Here is a look at the CSO and Symphony Center Presents holiday programming from Nov. 25 through Jan. 14. Everything takes place at Symphony Center, except where indicated:
Nov. 25-27, The Princess Bride in Concert, with the Chicago Symphony Orchestra, conducted by Richard Kaufman. “The Princess Bride,” the beloved 1987 cinematic tale of young love and swashbuckling adventure, might not be directly related to the holidays. But it is a fun, rewarding way for families to spend part of the Thanksgiving weekend together, taking in director Rob Reiner’s timeless movie on the big screen and simultaneously listening to the CSO deliver a live performance of Mark Knopfler’s evocative score.
Dec. 4, Itzhak Perlman: In the Fiddler’s House. No classical violinist is better known or more respected than Itzhak Perlman. Instead of the classical concertos or sonatas he typically performs, Perlman returns to the traditional klezmer music he recorded more than 25 years ago for an album, titled “In the Fiddler’s House,” and an accompanying Emmy Award-winning public-television special. Joining Perlman will be music director Hankus Netsky on saxophone and piano and his Klezmer Conservatory Band, along with other soloists, including Andy Statman (clarinet and mandolin) and Lorin Sklamberg (vocals and accordion).
Dec. 6-7, A Chanticleer Christmas at Fourth Presbyterian Church, 126 E. Chestnut. Based in San Francisco, the Grammy Award-winning male a cappella choir performs some 25 holiday concerts annually across the United States. The touring ensemble first presented a Christmas concert under CSOA auspices in 1995, and it has returned every year since 2000, except for the COVID-19 shutdown in 2020, for SCP concerts. The programs change each year, but always mix medieval and Renaissance music with later classical yuletide works and popular carols and Christmas spirituals.
Dec. 15-18, Chicago Symphony Orchestra, conducted by Nikolaj Szeps-Znaider, with organist Cameron Carpenter. A big appeal of this concert is the chance to hear Symphony Center’s Casavant Frères organ, which has 44 stops and 3,414 pipes. Despite all the electronic and digital technology that has entered the musical realm in the 20th and 21st centuries, the venerable pipe organ remains unsurpassed for the power and visceral aural thrills it can provide. This program will feature two of the best-known orchestral works featuring the instrument: Poulenc’s Concerto in G Minor for Organ, Strings and Timpani and Saint-Saëns’ Symphony No. 3 (Organ). Also on tap is Paul Dukas’ The Sorcerer’s Apprentice, notably featured in the 1940 Disney movie “Fantasia.”
Dec. 16-23, Merry, Merry, Chicago!, with members of Chicago Symphony Orchestra, conducted by Alastair Willis. The Chicago Symphony Chorus joins the CSO for this annual salute to the Christmas season that brings together classical and popular favorites. Highlights of this year’s program include the Polonaise from Rimsky-Korsakov’s Christmas Eve, John Rutter’s choral arrangement of “The 12 Days of Christmas,” “The Gingerbread Waltz” from Hansel and Gretel and Leroy Anderson’s “Sleigh Ride.”

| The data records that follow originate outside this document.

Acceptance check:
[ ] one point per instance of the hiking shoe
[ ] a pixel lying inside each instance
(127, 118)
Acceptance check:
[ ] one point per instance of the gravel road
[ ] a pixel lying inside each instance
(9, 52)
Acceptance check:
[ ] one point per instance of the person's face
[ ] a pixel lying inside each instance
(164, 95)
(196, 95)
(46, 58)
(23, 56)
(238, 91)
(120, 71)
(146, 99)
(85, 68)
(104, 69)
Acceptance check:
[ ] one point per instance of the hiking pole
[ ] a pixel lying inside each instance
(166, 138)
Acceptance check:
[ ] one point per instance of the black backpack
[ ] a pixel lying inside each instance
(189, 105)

Dec. 18, CSO Brass. No section of the Chicago Symphony is more celebrated than the orchestra’s brass, which has included such legendary performers as principals Adolph “Bud” Herseth on trumpet and Dale Clevenger on horn. Today’s members, who continue to build on and expand that rich heritage, will be featured in this showcase, which has been annually presented since the 1980s. Highlighting this year’s edition is a world premiere commissioned by the orchestra: Concert Music for Brass, Timpani and Percussion by Tim Higgins, principal trombone of the San Francisco Symphony. It was underwritten by the Edward F. Schmidt Family Commissioning Fund in honor of Clevenger, who died in January. The program also includes Britten’s Fanfare for St. Edmundsbury and a brass arrangement of Florence Price’s now-popular organ work, Adoration (1951), by trombonist David J. Miller.

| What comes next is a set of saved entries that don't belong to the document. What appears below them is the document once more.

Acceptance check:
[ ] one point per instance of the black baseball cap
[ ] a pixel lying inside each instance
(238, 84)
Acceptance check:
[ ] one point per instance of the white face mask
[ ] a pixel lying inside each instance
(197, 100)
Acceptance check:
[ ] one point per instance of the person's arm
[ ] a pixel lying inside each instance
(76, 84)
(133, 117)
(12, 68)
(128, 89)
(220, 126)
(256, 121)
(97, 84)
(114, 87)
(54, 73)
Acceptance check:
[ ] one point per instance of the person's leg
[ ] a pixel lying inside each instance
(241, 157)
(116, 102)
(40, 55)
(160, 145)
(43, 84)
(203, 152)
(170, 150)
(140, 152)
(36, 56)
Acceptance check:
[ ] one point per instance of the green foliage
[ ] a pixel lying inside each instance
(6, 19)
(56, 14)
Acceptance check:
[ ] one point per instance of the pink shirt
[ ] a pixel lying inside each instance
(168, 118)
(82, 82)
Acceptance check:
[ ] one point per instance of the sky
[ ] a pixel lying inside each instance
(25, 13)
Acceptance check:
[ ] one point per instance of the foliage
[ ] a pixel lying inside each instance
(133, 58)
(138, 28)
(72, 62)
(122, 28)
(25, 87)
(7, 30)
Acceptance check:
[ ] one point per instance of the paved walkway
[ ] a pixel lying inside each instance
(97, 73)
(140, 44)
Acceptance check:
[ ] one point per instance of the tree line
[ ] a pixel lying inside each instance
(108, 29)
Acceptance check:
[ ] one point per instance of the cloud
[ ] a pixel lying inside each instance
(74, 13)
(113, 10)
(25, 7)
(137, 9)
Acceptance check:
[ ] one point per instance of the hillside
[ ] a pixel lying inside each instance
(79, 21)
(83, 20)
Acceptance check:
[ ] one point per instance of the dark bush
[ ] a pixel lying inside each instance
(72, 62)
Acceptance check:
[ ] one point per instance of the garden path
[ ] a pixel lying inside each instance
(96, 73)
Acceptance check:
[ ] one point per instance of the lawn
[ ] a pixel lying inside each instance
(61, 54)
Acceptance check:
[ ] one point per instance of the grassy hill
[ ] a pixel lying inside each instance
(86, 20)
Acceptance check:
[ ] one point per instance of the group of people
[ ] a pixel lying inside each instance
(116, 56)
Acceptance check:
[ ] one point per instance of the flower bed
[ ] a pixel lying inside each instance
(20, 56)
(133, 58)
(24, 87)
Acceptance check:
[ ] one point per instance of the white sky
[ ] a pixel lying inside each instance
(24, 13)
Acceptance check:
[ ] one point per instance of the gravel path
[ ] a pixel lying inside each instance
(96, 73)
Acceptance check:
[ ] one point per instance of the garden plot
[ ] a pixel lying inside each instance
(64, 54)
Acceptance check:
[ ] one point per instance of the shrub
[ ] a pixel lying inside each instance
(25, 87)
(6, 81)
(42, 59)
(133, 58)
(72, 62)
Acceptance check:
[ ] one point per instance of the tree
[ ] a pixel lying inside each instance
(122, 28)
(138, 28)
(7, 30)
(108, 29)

Jan. 12-14, Harry Potter and the Sorcerer’s Stone, with the Chicago Symphony Orchestra, conducted by Justin Freer. No film composer past or present is more revered than John Williams, who has provided scores for some of the most iconic films of the past half-century. Among his biggest onscreen accomplishments have been the scores for all eight of the film adaptations of J.K. Rowling’s wildly popular Harry Potter books, starting with this one from 2001. This is a CSO at the Movies encore presentation, with the orchestra providing a live performance of Williams’ iconic music as the film is projected above the stage.